After last week’s mixed price movements, local oil players trimmed the cost of petroleum products as global prices posted their first weekly decline since late November 2019.
The Department of Energy (DOE) pegged the latest average Manila price per liter of gasoline (RON95) at P52.95, diesel at P44.90 and kerosene at P49.09.
Shell, Petron and Seaoil adjusted the prices of diesel and kerosene downward by P0.20 per liter and P0.30 per liter, respectively, but did not implement any price change for gasoline.
PTT and Clean Fuel imposed a P0.20 per liter rollback in the cost of diesel.
Some retailers adjusted the prices over the weekend but most of them implemented the rollback today.
The DOE said as of January 8, year-to-date adjustments stand at a net decrease of P0.10 per liter for gasoline, but a net increase of P0.40 per liter for diesel and P0.30 per liter for kerosene.

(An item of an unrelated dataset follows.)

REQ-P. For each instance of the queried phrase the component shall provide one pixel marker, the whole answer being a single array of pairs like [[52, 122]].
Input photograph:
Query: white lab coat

Reuters reported as of Friday last week, Brent crude settled at $64.98 a barrel, down by 39 cents, while West Texas Intermediate crude fell 52 cents to end at $59.04 per barrel.
The report cited that despite Iran’s warning of a revenge against the US, there has still been no disruption to Middle East oil production.
Likewise, the Energy Information Administration announced that US crude inventories rose unexpectedly last week as gasoline inventories surged by their most in a week in four years.
“We’re heading into a slack (fuel) demand period ahead of the summer driving season and rising inventories reminded folks this is still a somewhat oversupplied oil market,” John Kilduff, partner at Again Capital LLC in New York, explained in the same report.
Despite this scenario, markets are still eyeing the longer-term risks of conflict between the US and Iran, paired with the Organization of the Petroleum Exporting Countries plus allies including Russia’s move to further cut oil production this year.